American imam (born 1948)

Feisal Abdul Rauf (فيصل عبد الرؤوف, born October 23, 1948) is an Egyptian-American Sufi imam, author, and activist whose stated goal is to improve relations between the Muslim world and the West. From 1983 to 2009, he served as Imam of Masjid al-Farah, a mosque in New York City. He has written three books on Islam and its place in contemporary Western society, including What's Right with Islam Is What's Right with America, and founded two non-profit organizations whose stated missions are to enhance the discourse on Islam in society.

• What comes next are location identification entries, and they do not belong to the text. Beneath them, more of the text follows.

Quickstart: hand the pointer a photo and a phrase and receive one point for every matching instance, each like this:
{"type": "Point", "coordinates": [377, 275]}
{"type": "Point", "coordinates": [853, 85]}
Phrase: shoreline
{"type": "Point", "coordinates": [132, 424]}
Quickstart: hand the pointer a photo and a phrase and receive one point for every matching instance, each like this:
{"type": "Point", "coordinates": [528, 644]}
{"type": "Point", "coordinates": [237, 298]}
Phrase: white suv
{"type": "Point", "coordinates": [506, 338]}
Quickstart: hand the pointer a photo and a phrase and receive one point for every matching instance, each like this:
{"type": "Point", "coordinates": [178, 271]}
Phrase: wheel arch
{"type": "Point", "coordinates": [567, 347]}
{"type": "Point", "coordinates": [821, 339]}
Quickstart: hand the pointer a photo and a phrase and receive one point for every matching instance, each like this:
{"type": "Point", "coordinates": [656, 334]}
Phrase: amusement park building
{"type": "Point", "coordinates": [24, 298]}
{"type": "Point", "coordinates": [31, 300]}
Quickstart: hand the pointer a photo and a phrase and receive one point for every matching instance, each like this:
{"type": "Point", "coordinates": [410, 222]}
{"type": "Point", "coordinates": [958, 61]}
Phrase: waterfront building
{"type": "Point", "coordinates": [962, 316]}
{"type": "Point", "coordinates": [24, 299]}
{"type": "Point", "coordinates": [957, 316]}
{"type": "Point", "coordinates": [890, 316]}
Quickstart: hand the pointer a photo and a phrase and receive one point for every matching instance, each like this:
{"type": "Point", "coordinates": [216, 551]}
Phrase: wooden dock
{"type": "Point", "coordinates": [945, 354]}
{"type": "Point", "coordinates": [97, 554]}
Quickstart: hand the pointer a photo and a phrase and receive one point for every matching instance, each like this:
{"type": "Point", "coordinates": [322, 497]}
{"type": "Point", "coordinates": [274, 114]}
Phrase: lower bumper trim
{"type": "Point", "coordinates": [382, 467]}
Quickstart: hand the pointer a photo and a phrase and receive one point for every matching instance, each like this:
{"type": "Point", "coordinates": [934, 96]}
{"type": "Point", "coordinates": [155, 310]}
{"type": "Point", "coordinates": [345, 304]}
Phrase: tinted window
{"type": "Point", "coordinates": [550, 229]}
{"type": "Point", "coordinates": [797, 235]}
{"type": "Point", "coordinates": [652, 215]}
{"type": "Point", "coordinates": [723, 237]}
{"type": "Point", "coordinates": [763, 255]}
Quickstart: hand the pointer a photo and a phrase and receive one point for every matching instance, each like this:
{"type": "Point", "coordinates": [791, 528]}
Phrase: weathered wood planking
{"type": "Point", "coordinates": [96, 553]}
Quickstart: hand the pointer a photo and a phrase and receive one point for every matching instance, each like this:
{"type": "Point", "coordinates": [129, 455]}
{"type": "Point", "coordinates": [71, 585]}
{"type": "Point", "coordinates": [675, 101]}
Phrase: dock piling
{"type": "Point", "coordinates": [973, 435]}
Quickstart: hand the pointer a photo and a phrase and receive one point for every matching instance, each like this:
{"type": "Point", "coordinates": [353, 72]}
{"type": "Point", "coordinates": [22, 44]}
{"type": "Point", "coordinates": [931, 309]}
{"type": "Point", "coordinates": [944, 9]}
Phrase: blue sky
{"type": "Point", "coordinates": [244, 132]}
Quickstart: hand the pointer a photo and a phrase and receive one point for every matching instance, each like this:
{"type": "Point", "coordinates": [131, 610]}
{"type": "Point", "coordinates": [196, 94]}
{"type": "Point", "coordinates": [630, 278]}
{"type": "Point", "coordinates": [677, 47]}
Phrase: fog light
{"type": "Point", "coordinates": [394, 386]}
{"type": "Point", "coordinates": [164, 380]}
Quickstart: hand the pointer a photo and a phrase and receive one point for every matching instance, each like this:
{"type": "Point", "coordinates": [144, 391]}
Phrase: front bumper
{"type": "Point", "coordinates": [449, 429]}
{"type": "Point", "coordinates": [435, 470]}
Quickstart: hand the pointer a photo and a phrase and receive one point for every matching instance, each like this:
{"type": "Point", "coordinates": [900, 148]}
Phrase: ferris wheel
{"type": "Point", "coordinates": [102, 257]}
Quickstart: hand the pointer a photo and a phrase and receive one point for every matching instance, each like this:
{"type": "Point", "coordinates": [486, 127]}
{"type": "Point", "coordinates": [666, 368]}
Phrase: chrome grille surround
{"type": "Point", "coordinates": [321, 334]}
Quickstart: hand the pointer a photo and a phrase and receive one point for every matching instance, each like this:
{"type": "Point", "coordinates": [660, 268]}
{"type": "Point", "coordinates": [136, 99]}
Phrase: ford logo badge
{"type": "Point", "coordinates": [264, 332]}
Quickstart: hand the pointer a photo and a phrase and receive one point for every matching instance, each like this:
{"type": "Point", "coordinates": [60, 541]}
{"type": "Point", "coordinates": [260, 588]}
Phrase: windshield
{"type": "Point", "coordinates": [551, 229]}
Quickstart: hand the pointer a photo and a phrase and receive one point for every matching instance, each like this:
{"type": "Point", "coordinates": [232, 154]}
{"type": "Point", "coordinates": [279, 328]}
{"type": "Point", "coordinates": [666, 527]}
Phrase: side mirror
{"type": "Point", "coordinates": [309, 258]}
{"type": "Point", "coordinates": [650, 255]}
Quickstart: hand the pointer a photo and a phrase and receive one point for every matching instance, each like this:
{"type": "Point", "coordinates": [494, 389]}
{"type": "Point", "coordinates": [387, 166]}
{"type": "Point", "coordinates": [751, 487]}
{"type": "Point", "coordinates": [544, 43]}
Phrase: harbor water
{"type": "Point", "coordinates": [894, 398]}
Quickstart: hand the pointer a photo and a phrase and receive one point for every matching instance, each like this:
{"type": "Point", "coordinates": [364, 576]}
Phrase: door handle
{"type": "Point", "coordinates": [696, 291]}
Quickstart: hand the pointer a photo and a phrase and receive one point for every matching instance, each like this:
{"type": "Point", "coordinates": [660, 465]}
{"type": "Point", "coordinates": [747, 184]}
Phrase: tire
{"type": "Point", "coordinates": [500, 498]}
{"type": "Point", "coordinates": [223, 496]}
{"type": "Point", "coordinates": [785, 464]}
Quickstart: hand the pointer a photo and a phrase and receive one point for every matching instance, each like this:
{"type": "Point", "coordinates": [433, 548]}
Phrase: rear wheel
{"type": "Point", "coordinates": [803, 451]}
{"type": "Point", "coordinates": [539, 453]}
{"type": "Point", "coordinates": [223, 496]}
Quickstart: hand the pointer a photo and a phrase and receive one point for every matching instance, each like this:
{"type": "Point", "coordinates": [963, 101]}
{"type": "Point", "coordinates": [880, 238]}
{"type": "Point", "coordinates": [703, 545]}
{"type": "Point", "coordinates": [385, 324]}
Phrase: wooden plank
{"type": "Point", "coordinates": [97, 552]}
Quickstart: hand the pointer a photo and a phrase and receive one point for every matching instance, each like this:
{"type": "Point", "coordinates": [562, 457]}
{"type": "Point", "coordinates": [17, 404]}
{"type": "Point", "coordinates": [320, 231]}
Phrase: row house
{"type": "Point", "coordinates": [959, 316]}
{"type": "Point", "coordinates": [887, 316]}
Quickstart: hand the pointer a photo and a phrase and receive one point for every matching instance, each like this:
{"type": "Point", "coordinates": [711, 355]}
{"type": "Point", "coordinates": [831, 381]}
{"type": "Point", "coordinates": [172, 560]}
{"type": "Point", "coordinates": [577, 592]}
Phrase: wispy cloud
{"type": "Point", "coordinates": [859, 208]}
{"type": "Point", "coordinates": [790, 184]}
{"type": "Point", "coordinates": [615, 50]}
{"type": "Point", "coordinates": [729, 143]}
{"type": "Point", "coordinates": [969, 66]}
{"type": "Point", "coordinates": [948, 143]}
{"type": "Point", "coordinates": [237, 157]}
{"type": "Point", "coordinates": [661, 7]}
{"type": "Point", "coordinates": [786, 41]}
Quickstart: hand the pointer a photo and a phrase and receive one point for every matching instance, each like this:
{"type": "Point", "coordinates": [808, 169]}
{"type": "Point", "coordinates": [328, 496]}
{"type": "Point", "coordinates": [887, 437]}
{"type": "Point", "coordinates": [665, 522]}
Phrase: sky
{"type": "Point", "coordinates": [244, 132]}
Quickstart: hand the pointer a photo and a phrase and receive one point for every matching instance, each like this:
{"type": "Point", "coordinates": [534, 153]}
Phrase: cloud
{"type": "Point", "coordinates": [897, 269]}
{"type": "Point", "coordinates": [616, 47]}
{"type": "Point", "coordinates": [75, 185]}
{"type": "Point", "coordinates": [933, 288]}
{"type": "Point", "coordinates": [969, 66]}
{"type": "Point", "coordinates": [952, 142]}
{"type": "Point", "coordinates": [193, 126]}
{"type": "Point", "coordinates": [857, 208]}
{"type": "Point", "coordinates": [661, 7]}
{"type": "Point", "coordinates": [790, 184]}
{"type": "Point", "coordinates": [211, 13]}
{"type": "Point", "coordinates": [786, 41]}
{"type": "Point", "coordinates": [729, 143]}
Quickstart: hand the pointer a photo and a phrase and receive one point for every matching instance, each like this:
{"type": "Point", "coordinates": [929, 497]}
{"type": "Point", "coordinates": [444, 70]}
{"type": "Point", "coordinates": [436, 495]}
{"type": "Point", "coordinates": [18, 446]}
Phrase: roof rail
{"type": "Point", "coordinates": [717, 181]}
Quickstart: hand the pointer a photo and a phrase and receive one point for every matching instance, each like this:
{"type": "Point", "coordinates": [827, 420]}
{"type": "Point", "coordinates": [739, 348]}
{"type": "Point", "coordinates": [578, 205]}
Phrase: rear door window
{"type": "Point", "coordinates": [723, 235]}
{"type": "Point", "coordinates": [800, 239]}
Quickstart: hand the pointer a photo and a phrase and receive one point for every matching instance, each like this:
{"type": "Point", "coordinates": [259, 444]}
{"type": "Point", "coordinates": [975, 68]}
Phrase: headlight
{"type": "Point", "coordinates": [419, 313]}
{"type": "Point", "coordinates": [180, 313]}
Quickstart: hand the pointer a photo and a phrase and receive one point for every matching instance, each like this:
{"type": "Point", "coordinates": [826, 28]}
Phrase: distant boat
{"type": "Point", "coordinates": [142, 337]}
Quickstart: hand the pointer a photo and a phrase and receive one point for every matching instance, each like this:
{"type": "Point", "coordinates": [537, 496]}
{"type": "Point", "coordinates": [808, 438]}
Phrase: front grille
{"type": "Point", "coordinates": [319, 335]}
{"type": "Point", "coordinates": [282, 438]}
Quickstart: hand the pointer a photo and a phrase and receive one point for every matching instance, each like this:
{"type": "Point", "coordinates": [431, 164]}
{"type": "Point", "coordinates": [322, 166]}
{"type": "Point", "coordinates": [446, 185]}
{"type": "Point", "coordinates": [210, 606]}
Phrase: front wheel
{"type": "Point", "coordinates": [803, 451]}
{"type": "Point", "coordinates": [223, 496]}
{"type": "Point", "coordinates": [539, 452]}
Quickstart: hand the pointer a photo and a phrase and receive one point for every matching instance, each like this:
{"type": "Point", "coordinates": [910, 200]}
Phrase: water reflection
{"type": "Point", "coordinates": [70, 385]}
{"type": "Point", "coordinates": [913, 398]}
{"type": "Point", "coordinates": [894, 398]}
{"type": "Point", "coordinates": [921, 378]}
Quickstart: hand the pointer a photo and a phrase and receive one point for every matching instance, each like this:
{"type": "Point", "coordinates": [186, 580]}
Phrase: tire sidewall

He has condemned the 9/11 attacks as un-Islamic and called on the U.S. government to reduce the threat of terrorism by altering its Middle Eastern foreign policy. Author Karen Armstrong, among others, has praised him for his attempts to build bridges between the West and the Muslim world. In 2010, Sufi Imam Rauf received national attention for his plans to build Park51, an Islamic Community Center, two blocks from Ground Zero in Lower Manhattan.

==Early life==
Rauf was born in Kuwait to Egyptian parents. His father, imam and Sunni scholar Muhammad Abdul Rauf (1917–2004), moved with the younger Rauf to New York City in the 1960s. The elder Rauf assisted with efforts to create the multimillion-dollar Islamic Cultural Center of New York, the first building designed as a mosque in New York City, which took 25 years to complete and opened in 1991. Rauf studied physics at Columbia University, where he earned his bachelor's degree in nuclear engineering in 1969, before earning a master's degree in plasma physics at Stevens Institute in Hoboken, New Jersey.

==Career==
After finishing college, Rauf focused on religion, and became the leader of a New York City mosque. Rauf has written three books on Islam and its place in contemporary Western society, including What's Right with Islam, later printed in paperback with the changed title What's Right with Islam is What's Right with America. Rauf served as imam of Masjid al-Farah in New York City's Tribeca district between 1983 and 2009.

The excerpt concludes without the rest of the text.